Die Lindner-FDP hat die Sondierungsgespräche dazu missbraucht, um sich nach Vorbild des ehemaligen FPÖ-Chefs zu "haiderisieren" - um dann gegebenenfalls bei einer Neuwahl der AfD Stimmen wegzunehmen. Parteichef Lindner wollte potenziellen AfD-Wählern zeigen, dass sie auch bei seiner FDP gut aufgehoben sind. Es war der bemerkenswerteste Satz dieser Sondierungsgespräche, dass CSU-Chef Seehofer darüber klagte, die FDP versuche in der Flüchtlingsfrage, die CSU rechts zu überholen.
Wahrscheinlich glaubt FDP-Chef Christian Lindner jetzt, seine Partei sei nach dem Scheitern der Jamaika-Gespräche die einzige, die profiliert dasteht. Es kommt aber nicht darauf an, dass man irgendein Profil hat, sondern welches Profil man hat. Die Lindner-FDP hat nun das Odium der Verantwortungslosigkeit. Wenn man das Profil nennen will - dann bitte. Dann steht die FDP nach der gescheiterten Jamaika-Koalition als die Partei der profilierten Verantwortungslosigkeit da. Vielleicht meint Lindner, er könne auf diese Weise - à la Sebastian Kurz in Österreich - ganz nach oben kommen. Vielleicht meint er, er könne auf diese Weise das erreichen, was Westerwelle verfehlt hat. Vielleicht hält er sich jetzt für eine Lichtgestalt. Er ist eine Irrlichtgestalt.

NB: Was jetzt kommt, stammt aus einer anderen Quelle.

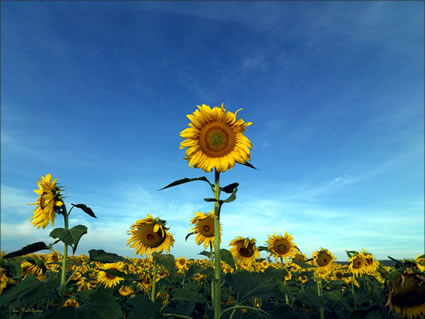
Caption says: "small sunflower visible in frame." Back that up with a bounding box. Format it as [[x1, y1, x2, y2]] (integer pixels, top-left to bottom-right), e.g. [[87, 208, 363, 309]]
[[127, 215, 174, 257], [348, 254, 367, 277], [229, 236, 260, 266], [97, 263, 124, 288], [312, 248, 335, 278], [180, 104, 252, 172], [189, 210, 221, 249], [266, 232, 296, 259], [29, 173, 63, 229]]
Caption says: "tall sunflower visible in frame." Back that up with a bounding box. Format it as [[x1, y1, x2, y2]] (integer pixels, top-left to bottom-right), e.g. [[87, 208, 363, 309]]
[[180, 104, 252, 172], [189, 210, 221, 249], [229, 236, 260, 266], [29, 173, 63, 229], [348, 254, 367, 277], [312, 248, 335, 278], [266, 232, 297, 259], [127, 215, 174, 257], [97, 263, 124, 288]]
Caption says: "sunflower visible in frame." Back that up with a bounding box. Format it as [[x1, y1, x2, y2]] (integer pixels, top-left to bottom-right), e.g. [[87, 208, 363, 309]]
[[189, 210, 221, 249], [176, 257, 188, 269], [360, 249, 379, 274], [312, 248, 335, 278], [97, 263, 124, 288], [266, 232, 296, 259], [229, 236, 260, 266], [29, 173, 63, 229], [127, 215, 174, 257], [348, 254, 367, 277], [180, 104, 252, 172], [385, 264, 425, 319]]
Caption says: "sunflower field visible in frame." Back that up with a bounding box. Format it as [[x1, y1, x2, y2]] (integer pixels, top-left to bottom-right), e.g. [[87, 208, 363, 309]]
[[0, 104, 425, 319]]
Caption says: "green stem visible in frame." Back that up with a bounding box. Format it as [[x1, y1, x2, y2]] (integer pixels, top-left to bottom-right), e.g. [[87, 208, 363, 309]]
[[151, 257, 158, 303], [60, 203, 68, 306], [213, 168, 221, 319], [210, 243, 214, 305]]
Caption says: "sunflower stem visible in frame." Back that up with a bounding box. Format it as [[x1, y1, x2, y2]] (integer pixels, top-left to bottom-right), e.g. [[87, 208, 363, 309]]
[[213, 168, 221, 319], [60, 203, 72, 305], [151, 257, 158, 303]]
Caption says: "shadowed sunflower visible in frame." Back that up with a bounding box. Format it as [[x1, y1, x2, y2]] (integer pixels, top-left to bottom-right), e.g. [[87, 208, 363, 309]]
[[312, 248, 335, 278], [229, 236, 260, 266], [266, 232, 296, 259], [385, 262, 425, 319], [189, 210, 221, 249], [97, 263, 124, 288], [28, 173, 63, 229], [127, 215, 174, 257], [180, 104, 252, 172]]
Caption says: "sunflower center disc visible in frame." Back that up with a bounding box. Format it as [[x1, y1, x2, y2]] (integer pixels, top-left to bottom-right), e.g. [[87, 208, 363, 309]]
[[199, 121, 236, 157]]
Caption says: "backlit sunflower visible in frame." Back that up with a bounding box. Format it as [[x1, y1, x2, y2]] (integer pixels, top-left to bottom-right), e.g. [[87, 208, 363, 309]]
[[229, 236, 260, 266], [360, 249, 379, 274], [189, 210, 221, 249], [312, 248, 335, 278], [29, 173, 63, 229], [97, 263, 124, 288], [385, 263, 425, 319], [266, 232, 296, 259], [127, 215, 174, 257], [180, 104, 252, 172], [348, 254, 367, 277]]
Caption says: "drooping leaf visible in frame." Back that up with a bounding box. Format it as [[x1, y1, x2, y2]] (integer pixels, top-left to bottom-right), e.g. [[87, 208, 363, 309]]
[[71, 203, 97, 218], [242, 162, 259, 171], [160, 176, 214, 191], [3, 241, 49, 258], [69, 225, 87, 255], [220, 183, 239, 194], [152, 253, 176, 276], [220, 249, 236, 269], [171, 288, 208, 303], [89, 249, 131, 263], [49, 228, 74, 246]]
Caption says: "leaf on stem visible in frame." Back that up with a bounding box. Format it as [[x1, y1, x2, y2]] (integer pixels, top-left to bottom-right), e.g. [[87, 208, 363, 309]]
[[160, 176, 214, 191], [3, 241, 49, 259], [71, 203, 97, 218]]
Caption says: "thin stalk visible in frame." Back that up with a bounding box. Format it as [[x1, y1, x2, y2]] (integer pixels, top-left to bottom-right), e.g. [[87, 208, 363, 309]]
[[213, 168, 221, 319], [151, 257, 158, 303], [60, 203, 70, 305], [210, 243, 214, 305]]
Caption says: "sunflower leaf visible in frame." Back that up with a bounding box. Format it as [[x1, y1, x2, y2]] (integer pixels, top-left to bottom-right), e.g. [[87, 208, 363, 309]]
[[49, 228, 74, 247], [3, 241, 49, 259], [159, 176, 214, 192], [220, 249, 236, 269], [69, 225, 87, 255], [242, 162, 259, 171], [152, 252, 176, 276], [292, 259, 317, 268], [184, 232, 195, 241], [89, 249, 132, 264], [71, 203, 97, 218], [220, 187, 238, 204], [220, 183, 239, 194]]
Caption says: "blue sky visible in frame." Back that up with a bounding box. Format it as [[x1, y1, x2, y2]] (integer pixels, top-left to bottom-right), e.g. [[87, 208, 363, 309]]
[[1, 1, 424, 261]]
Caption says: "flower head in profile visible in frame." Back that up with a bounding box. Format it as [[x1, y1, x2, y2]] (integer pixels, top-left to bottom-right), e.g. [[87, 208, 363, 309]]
[[266, 232, 297, 259], [229, 236, 260, 266], [29, 173, 63, 228], [127, 215, 174, 257], [189, 210, 221, 249], [180, 104, 252, 172]]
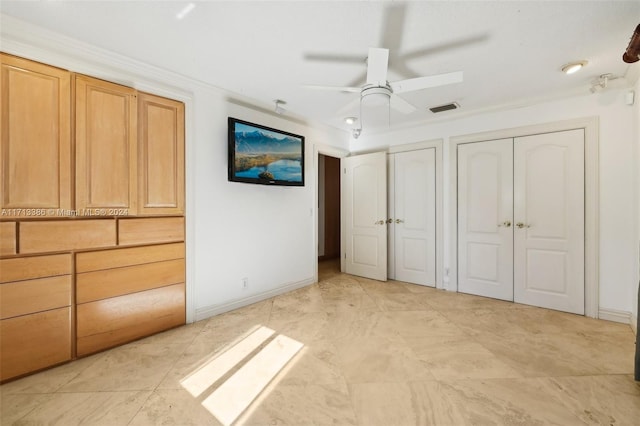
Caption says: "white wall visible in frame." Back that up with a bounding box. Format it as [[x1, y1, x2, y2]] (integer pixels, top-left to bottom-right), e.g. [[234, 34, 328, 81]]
[[631, 77, 640, 334], [188, 93, 347, 318], [0, 15, 348, 321], [350, 90, 640, 315]]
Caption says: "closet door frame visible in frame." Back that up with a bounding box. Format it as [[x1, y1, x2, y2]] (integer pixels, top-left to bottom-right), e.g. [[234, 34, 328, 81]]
[[444, 117, 600, 318], [387, 139, 446, 289]]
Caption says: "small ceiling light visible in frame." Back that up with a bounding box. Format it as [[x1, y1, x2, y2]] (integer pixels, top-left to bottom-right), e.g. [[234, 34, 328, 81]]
[[274, 99, 287, 114], [562, 61, 588, 74], [176, 3, 196, 19]]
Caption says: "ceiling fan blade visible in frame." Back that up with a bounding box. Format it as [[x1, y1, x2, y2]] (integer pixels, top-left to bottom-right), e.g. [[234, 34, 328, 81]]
[[367, 47, 389, 86], [302, 84, 362, 93], [389, 94, 417, 114], [391, 71, 463, 93], [336, 96, 360, 117], [380, 3, 407, 52], [304, 53, 365, 64]]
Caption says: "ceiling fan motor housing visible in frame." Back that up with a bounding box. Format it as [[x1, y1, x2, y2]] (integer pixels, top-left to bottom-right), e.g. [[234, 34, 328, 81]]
[[360, 86, 393, 106]]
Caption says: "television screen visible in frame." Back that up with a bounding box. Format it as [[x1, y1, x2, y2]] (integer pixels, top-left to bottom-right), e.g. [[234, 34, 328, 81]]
[[228, 117, 304, 186]]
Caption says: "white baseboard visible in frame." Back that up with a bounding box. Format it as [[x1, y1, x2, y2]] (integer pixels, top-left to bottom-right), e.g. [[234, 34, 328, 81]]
[[598, 308, 631, 324], [195, 278, 315, 321]]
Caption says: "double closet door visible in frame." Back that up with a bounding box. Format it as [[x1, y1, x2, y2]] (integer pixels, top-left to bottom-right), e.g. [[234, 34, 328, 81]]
[[458, 129, 584, 314], [342, 148, 436, 287]]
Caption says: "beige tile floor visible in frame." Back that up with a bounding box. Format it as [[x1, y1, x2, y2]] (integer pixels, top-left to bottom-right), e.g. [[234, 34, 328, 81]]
[[0, 263, 640, 426]]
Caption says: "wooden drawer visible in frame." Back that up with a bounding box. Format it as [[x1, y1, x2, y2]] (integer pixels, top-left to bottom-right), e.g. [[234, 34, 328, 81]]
[[0, 275, 71, 319], [77, 284, 185, 356], [0, 254, 71, 283], [76, 243, 184, 273], [20, 219, 116, 253], [118, 217, 184, 245], [0, 222, 16, 256], [0, 308, 71, 380], [76, 259, 185, 303]]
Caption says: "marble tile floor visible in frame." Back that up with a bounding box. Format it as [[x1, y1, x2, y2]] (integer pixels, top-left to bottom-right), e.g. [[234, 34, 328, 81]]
[[0, 262, 640, 426]]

Nach dem Scheitern von Jamaika heißt die Alternative: große Koalition oder Neuwahl. Alle anderen Optionen - eine rot-rot-grüne Koalition plus FDP, Schwarz-Gelb plus AfD - muss man gar nicht erst diskutieren. Eine Minderheitsregierung? Machbar, aber derzeit nicht probat. Also: große Koalition oder Neuwahl. Was bringt eine Neuwahl? Höchstwahrscheinlich wenig Änderung. Außerdem kann man nicht einfach so lang wählen lassen, bis das Ergebnis passt. Also bleibt die große Koalition. Die große Koalition ist nicht schlecht für das Land, sie hat ordentlich regiert - aber sie hat die SPD zerrieben.
"Und durch Deutschland geht ein tiefer Riss"
Kann man der SPD trotzdem dazu raten? Man kann. Die Situation ist jetzt eine andere als vor zwei Monaten. Damals war es richtig zu sagen, dass demokratische Verantwortung auch Opposition heißen kann. Und damals war es richtig zu sagen, dass die Sozialdemokraten eine gute Opposition machen. Aber Opposition kann man nur sein, wenn es eine Regierung gibt. Wenn die Regierungsbildung scheitert und scheitert - dann muss man sich überlegen, ob die getroffene ehrenwerte Entscheidung, die Opposition zu bilden, noch gilt. Die politische Geschäftsgrundlage hat sich nach dem Scheitern von Jamaika geändert. Die SPD muss die Dinge neu überlegen - der Bundespräsident, der die Verfassung dieser Partei so gut kennt, muss Anregungen geben. Die SPD muss jetzt mehr Verantwortung zeigen als die verantwortungslose FDP.
Kurt Tucholsky hat vor fast hundert Jahren das Lied vom Kompromiss geschrieben, Hanns Eisler hat es vertont. Das war 1919. Tucholsky hat sich darin über den Kompromiss lustig gemacht, er hat ihn veralbert, er hat so getan, als seien Kompromisse das Blödeste, was es gibt. Es war, das muss man so sagen, ein undemokratisches Lied. Es war damals freilich ein Lied, mit dem Tucholsky die neuen linken Kräfte davor warnte, sich mit den alten reaktionären, antidemokratischen und monarchistischen Kräften einzulassen. Das war damals verständlich und richtig. Heute ist das anders, ganz anders. Eine Demokratie unter Demokraten ist ohne Kompromiss nicht zu machen. Die Koalitionsgespräche sind letztlich daran gescheitert, dass sich die FDP aus Selbstinszenierungsgründen und um bei einer eventuellen Neuwahl gut dazustehen dem ernsthaften Kompromiss verweigert.
Das Tucholsky-Lied, das den Kompromiss verdammt und das heute so falsch klingt, hat gleichwohl einen Schluss, der leider immer noch oder schon wieder gilt: Und durch Deutschland geht ein tiefer Riss - dafür gibt es keinen Kompromiss. Die FDP hat diesen Riss nicht verkleinert, sondern vertieft. Jetzt müssen Union und SPD die Brücke schlagen.